Monday, March 7, 2011

Want to Throw in the Towel

"Rain," the forecasters all predicted for this past weekend. Rain from Friday through Sunday coinciding with my monthly trip to western Pennsylvania. Rain as often as I checked on Yahoo, The Weather Channel, and even the National Weather Service (whose forecasters speak with all the enthusiasm of their staid brethren on PBS).

Well, I rode through 24 miles of that "rain" on Interstate 80 yesterday afternoon, and if I hadn't given up biting my fingernails in the sixth grade when I got a piece of chewed nail stuck in my throat during geography class one afternoon, I'd have devoured every last one of them down to the quick between Lamar and Loganton. Apparently nobody told the rain that it was supposed to be in liquid form and I drove through what seemed to be every form of wintry precipitation that water can take. There was a car upside down in the divider. Another facing backward on the shoulder. A third with an obviously broken axle was down in the gulch beside the shoulder and apparently came to an abrupt stop when the front end rammed the foot of the mountain beside the road.

I ripped a trucker apart on Friday on the CB when he cut his rig right in front of me in the passing lane only to slow me way down to 65, and there I was on Sunday slugging along somewhere in the 20 and 30 MPH range for close to an hour with most of the other sensible motorists, all of us too thankful to be moving along at all. Eventually I hit the dividing line between the crap and the rain and rode the rest of the way back in relative ease.

About 8 PM the junk started falling here. When I was going to bed around 10:30 there was about an inch of slush / freezing rain / sleet on the sidewalk so I ran the shovel over the walkway in front of the house and cleared the cars figuring that the changeover to rain would wash away the little bit of solid junk that was still falling and all would be well in the morning. Instead I was rudely awakened at 5 AM with the announcement that five inches of snow had fallen overnight. School was delayed by two hours and when I got back in the house after clearing the cars and sidewalks completely it was cancelled.

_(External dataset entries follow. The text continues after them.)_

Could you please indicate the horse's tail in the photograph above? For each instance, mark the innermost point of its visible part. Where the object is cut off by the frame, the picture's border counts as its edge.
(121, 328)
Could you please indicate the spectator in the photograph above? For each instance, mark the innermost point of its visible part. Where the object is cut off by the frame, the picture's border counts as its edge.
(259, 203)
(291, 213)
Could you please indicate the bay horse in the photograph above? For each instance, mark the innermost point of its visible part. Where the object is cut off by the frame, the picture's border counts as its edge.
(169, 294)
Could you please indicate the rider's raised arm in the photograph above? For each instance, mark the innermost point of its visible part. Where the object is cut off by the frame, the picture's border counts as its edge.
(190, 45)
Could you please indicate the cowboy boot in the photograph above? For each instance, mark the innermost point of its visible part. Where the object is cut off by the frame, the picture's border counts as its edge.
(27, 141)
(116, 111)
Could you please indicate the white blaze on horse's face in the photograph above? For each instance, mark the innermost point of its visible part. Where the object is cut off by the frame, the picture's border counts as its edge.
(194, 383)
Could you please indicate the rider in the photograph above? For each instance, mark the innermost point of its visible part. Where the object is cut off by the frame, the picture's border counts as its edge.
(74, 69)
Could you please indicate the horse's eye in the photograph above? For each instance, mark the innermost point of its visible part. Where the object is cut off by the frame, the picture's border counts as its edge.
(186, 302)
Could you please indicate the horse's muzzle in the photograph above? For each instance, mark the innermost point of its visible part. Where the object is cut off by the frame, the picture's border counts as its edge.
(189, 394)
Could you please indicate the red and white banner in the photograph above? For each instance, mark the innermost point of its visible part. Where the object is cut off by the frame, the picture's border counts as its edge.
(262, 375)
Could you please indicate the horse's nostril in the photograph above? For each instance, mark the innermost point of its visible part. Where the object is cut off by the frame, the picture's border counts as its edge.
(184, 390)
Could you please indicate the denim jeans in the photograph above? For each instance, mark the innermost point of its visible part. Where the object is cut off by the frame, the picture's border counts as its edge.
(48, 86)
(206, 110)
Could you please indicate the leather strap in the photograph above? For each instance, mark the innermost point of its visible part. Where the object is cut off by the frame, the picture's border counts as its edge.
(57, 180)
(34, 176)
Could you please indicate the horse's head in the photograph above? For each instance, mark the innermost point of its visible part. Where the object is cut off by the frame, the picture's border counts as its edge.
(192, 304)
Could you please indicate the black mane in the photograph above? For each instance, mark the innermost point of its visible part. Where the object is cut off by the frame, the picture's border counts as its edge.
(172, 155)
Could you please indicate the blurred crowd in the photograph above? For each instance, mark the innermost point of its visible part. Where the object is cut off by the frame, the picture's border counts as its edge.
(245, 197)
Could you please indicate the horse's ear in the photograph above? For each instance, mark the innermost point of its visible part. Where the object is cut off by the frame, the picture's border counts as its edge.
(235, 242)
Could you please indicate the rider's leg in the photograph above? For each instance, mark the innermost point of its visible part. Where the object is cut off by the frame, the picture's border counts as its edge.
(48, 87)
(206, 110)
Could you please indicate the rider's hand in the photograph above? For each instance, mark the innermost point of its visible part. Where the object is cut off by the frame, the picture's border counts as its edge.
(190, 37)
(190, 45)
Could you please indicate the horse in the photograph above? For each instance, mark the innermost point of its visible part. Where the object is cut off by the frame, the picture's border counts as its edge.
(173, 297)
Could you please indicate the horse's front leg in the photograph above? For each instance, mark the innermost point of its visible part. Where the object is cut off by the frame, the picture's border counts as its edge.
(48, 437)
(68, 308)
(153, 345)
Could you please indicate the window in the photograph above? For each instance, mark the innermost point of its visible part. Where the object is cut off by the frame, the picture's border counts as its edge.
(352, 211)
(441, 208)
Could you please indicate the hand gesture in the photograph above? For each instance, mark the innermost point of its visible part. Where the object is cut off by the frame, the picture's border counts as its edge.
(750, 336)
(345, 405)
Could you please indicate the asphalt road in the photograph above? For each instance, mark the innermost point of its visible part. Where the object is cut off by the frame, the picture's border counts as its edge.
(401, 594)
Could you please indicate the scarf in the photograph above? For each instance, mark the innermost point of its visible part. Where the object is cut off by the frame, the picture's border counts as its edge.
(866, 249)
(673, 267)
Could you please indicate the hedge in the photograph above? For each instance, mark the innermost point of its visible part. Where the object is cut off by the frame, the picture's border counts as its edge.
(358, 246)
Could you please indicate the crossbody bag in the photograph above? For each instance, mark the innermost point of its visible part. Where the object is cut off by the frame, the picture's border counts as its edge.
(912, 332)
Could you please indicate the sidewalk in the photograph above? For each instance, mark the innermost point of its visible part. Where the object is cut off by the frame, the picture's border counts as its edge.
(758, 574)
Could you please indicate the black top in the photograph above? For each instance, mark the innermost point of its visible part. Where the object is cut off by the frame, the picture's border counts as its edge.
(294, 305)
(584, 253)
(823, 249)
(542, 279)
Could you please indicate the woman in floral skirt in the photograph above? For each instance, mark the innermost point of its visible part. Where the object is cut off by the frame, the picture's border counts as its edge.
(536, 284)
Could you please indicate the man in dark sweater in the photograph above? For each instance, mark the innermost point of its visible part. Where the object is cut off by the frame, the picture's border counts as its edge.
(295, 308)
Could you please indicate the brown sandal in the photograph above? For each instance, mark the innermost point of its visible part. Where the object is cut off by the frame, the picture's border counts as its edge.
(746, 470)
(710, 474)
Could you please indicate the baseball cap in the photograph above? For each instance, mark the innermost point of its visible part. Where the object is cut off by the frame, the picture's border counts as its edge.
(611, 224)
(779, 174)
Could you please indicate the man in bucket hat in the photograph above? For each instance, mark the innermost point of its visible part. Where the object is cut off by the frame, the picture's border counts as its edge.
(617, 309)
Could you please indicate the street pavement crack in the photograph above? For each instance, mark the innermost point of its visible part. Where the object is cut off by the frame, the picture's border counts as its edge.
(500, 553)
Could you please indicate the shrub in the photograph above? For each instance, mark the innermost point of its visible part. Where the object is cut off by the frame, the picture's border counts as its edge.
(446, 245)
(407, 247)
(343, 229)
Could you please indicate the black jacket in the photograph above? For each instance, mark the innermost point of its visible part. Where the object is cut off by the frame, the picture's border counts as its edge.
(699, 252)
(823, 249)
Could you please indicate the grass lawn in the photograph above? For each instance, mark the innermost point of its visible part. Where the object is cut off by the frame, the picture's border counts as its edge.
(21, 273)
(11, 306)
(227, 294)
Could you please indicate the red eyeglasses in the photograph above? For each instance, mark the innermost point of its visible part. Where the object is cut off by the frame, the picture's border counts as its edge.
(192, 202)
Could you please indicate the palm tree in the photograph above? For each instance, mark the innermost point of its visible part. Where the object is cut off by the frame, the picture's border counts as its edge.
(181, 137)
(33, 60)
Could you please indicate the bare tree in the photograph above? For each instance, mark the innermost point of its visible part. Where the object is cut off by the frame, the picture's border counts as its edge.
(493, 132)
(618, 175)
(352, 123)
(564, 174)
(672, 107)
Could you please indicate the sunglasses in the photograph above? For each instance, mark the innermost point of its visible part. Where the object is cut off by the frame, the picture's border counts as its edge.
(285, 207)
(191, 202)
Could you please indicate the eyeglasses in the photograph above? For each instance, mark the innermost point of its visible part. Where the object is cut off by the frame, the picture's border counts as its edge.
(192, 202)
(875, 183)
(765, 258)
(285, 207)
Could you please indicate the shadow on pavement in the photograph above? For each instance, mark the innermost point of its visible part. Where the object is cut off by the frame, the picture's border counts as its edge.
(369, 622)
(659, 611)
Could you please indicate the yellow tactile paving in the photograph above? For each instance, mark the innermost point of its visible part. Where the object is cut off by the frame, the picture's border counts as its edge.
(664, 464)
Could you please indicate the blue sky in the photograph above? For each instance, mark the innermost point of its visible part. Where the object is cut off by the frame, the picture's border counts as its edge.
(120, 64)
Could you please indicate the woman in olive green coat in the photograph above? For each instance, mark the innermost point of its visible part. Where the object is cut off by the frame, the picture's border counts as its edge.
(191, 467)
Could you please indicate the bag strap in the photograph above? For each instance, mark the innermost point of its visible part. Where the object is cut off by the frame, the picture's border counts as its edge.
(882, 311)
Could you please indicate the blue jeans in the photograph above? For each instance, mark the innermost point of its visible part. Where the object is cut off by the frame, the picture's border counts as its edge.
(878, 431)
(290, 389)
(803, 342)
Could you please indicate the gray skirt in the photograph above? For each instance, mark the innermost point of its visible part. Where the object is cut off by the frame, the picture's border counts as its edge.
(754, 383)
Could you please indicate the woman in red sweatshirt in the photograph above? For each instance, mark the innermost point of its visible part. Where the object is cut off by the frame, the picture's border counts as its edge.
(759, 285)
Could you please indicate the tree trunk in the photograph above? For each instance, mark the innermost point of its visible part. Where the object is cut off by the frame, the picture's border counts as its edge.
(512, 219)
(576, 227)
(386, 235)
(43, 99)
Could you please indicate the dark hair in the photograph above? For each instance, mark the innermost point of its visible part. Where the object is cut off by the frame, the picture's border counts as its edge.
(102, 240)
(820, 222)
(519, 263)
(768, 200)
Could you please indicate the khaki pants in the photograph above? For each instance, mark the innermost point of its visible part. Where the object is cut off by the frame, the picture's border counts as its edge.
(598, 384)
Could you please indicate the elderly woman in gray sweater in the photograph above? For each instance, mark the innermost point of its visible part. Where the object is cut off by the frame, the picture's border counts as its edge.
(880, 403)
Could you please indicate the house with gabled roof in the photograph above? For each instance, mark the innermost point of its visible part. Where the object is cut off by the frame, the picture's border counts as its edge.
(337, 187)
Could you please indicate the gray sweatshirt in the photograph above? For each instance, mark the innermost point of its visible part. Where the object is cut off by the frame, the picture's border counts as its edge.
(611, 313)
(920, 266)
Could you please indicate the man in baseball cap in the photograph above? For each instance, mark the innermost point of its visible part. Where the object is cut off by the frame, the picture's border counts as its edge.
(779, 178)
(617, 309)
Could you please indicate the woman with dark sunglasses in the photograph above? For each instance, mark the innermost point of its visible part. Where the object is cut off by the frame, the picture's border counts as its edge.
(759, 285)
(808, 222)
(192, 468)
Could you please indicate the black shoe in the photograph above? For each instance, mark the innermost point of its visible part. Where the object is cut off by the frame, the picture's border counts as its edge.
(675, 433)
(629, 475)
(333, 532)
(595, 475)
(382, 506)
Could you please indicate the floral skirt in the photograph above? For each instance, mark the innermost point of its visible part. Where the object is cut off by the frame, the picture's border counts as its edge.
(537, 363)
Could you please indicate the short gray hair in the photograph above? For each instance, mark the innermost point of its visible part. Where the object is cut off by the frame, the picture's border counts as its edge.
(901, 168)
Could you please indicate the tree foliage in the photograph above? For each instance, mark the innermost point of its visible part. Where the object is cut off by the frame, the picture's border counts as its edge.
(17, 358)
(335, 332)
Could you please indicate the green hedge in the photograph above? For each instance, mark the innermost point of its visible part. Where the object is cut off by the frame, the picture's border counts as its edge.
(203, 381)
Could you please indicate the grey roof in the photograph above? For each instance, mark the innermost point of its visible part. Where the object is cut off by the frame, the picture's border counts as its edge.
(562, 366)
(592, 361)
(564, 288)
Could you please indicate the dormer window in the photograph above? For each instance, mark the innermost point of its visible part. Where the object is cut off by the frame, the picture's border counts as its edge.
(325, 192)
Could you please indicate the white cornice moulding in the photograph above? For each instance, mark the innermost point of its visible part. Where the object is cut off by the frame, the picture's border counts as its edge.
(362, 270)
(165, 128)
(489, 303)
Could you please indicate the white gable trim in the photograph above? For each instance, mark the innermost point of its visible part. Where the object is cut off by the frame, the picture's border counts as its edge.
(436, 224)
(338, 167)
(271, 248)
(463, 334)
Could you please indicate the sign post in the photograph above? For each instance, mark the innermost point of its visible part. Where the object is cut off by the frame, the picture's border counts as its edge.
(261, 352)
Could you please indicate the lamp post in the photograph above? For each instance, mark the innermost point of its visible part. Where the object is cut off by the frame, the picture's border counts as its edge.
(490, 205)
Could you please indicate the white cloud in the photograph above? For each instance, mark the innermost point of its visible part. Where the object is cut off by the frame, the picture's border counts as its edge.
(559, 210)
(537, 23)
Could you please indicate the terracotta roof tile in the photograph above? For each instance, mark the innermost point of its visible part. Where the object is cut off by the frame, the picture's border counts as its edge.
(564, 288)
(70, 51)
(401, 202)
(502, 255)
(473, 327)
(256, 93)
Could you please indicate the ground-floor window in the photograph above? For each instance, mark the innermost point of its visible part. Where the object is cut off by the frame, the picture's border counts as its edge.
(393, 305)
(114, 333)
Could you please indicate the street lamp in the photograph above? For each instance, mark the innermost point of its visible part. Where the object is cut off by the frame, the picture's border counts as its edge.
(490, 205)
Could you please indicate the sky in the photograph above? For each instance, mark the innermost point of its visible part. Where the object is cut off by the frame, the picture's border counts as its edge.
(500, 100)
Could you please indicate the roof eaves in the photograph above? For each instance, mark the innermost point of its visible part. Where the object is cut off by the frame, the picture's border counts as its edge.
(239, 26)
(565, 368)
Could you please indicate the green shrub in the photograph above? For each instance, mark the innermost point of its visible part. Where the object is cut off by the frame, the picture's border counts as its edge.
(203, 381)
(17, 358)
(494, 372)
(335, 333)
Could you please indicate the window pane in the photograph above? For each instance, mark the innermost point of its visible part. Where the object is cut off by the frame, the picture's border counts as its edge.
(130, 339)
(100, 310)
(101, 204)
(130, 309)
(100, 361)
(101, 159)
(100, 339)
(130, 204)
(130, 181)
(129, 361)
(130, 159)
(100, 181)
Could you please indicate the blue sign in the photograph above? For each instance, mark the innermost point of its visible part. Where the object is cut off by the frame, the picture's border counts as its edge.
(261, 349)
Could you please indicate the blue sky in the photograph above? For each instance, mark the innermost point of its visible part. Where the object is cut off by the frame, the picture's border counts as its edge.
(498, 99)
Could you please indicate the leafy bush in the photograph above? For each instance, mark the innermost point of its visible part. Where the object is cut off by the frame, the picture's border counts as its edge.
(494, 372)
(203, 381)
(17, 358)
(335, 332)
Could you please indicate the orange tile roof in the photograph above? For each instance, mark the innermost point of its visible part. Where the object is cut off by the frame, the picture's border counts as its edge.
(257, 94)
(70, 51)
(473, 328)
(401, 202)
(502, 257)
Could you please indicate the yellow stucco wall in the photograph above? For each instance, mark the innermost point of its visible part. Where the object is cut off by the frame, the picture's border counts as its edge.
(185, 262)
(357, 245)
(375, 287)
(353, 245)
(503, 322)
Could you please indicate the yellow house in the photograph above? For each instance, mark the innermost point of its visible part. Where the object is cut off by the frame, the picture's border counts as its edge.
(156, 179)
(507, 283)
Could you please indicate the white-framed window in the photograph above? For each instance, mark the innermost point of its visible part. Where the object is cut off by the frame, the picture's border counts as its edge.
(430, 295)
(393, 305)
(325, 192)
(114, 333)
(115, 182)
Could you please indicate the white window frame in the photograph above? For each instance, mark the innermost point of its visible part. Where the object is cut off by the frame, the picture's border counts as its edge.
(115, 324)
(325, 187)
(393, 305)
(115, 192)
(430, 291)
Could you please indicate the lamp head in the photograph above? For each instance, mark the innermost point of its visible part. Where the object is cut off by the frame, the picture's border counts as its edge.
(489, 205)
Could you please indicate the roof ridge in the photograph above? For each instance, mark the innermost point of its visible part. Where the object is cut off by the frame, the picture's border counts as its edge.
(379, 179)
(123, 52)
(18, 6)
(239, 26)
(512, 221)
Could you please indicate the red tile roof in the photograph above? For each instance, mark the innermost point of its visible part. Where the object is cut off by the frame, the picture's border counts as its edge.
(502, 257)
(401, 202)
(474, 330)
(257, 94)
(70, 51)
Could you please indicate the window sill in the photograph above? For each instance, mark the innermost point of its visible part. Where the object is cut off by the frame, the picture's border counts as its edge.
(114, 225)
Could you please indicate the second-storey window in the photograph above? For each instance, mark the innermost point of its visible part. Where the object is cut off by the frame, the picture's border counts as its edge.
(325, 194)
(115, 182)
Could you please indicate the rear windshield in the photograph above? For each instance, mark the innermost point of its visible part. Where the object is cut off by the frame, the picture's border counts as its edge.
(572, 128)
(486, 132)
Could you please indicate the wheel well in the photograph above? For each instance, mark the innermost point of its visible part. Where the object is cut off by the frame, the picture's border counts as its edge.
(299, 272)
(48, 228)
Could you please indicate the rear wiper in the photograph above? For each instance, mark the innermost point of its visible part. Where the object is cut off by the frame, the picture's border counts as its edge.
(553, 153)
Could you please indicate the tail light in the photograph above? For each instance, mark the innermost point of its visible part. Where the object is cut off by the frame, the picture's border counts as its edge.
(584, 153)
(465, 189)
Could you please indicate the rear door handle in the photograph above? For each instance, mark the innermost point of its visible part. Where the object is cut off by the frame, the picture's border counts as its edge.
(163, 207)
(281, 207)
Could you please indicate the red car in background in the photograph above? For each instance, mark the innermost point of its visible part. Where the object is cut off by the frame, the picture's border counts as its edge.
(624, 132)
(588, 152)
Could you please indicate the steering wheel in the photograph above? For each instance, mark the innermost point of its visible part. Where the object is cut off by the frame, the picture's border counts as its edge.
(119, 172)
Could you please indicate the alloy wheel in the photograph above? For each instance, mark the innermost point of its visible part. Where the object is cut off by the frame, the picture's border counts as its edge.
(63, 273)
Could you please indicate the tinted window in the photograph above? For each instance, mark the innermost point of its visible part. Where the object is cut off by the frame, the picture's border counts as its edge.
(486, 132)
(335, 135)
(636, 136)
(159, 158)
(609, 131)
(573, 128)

I kept up with clearing the deck with every storm that besieged us this winter, but this time I'm throwing in the towel. After cleaning everything in front of the house, by the time I cleared a single shovel width of what was on the deck surface, I'd had enough. The warmer temperatures later in the week can take care of this. I'm not, and even the thought of running the scooter through the thaw won't make me.

1 comment:

kz1000st said...

We had about 10 inches just north of you and clearing it from my driveway was a death march. I have a small snow thrower and it works on powdery snow just fine. This snow was wet and heavy and the thrower stalled about twenty times. On the first pass clearing a path all I could do was ram into the snow ahead about two inches and back off and hit it again. Then I widened the path about six inches at a time until I cleared the driveway. It normally takes me thirty minutes, this took two hours. Thank heavens Spring is only 12 days away.